Valente

E foi-se o Cara Valente.

Foi embora o cara com penteado moicano todo modernoso. Foi embora o sujeito com uma meia dúzia de dentes na boca. Foi embora o cara que volta e meia tentava morder a canela das visitas… não por ser agressivo, mas por ter aprendido nas ruas que o tal do ser humano pode ser muito traiçoeiro e maléfico. Foi embora o cara que me acordava uivando às 3 da manhã, porque não queria ficar no quartinho dormindo. Foi-se o cara que demorou mas aprendeu a confiar em mim e pedir carinho. Foi-se o cara que precisava fazer fluidoterapia toda semana mas, por ter um pai de coração mole, acabava escapando da dolorosa agulha nas costas vez ou outra. Foi embora o cara que monopolizava um dos sofás da sala. Foi-se o meu bafento favorito. Foi embora o sujeito que, por ser paciente renal, mudou toda a dinâmica do resto da matilha. Foi -se o cara que pulava contente na cozinha sempre que eu fazia arroz (sem sal) e peito de frango desfiado pra misturar com a ração. Foi-se o meninão de latido rouco.

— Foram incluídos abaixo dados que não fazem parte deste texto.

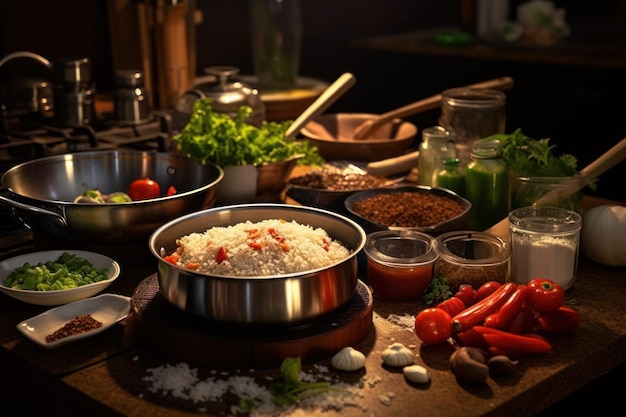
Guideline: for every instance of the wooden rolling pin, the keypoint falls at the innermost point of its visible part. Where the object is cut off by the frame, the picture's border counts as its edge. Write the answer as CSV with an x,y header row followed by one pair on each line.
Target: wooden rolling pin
x,y
607,160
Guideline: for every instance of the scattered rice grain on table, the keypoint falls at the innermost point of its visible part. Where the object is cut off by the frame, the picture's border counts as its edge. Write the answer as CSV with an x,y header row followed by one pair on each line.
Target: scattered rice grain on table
x,y
268,247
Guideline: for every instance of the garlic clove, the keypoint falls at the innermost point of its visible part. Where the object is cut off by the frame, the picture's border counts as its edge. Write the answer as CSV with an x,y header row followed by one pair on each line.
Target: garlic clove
x,y
397,355
416,373
348,359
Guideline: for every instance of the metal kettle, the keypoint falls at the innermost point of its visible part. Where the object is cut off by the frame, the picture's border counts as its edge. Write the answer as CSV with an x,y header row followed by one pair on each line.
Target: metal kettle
x,y
227,96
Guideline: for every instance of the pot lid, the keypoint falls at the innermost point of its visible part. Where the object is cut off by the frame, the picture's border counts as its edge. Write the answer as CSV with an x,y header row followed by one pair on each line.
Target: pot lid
x,y
227,96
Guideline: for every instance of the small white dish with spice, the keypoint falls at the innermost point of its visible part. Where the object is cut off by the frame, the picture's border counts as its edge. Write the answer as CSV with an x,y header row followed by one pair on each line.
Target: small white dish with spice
x,y
75,321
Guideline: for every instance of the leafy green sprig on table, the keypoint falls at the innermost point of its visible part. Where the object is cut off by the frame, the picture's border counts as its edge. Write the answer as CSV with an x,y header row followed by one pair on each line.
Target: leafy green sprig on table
x,y
215,137
437,291
290,389
529,157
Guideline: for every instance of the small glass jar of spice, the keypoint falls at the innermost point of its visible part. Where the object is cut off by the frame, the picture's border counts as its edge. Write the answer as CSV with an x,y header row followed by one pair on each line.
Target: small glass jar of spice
x,y
468,257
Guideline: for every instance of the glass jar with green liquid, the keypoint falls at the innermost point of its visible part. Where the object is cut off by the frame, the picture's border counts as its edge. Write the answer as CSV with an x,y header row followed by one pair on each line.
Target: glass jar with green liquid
x,y
487,185
451,176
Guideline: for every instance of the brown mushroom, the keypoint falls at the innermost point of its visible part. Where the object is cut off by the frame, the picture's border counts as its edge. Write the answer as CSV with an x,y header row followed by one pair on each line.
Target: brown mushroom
x,y
469,364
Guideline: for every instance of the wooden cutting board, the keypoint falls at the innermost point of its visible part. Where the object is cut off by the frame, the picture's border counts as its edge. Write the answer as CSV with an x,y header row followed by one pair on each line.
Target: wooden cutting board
x,y
184,337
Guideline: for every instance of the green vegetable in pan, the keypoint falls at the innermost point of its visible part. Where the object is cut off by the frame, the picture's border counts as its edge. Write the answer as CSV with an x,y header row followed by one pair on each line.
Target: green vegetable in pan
x,y
226,141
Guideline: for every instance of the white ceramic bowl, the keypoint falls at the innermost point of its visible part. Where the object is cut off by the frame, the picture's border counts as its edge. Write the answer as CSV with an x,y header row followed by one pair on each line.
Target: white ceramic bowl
x,y
57,297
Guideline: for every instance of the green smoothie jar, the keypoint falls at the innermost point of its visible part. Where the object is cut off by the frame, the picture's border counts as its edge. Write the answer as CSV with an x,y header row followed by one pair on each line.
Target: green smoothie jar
x,y
487,185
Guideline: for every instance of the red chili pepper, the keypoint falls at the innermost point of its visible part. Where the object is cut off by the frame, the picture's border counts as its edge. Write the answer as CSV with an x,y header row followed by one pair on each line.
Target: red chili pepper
x,y
173,258
564,320
487,288
523,322
476,314
221,255
471,337
467,294
452,305
511,341
509,310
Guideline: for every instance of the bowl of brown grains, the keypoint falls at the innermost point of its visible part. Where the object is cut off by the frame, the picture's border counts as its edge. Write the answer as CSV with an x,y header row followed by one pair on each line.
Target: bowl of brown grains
x,y
426,209
327,187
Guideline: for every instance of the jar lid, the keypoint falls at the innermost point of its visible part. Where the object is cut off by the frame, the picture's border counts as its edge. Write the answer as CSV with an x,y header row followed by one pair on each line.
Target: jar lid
x,y
487,149
473,248
545,219
400,247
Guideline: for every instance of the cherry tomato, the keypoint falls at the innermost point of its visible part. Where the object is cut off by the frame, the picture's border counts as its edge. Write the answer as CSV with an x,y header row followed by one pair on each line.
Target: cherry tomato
x,y
486,289
143,189
467,294
452,305
545,295
171,190
433,325
565,319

Na semana passada eu aproveitei uma lasquinha de sol de fim de tarde pra soltar os cachorros na grama e ficar brincando um pouco. Até 2 dias antes de ser internado, o Cara Valente estava (como a foto acima mostra muito bem) pulando alto só pra morder a galinha de borracha, correndo com o resto da matilha, grunhindo e reclamando com o seu mau-humor característico… mas a gente sabe que esse humor é coisa de um rapaz que sem ter proteção foi se esconder atrás da cara de vilão. Ficam aqui mais algumas fotos da última tarde de sol do CV junto com a gente. 

Já é o segundo cachorro que eu perco na semana do Natal. PQ, no dia 25 de dezembro (pra quem não entende porque eu parei de comemorar o Natal, tá aí a resposta). CV, dia 18 de dezembro. Até parece que “alguém” está querendo me ensinar alguma coisa… ou eu já estou com tantos pecados nas costas que tenho que começar a quitar a minha dívida desde cedo.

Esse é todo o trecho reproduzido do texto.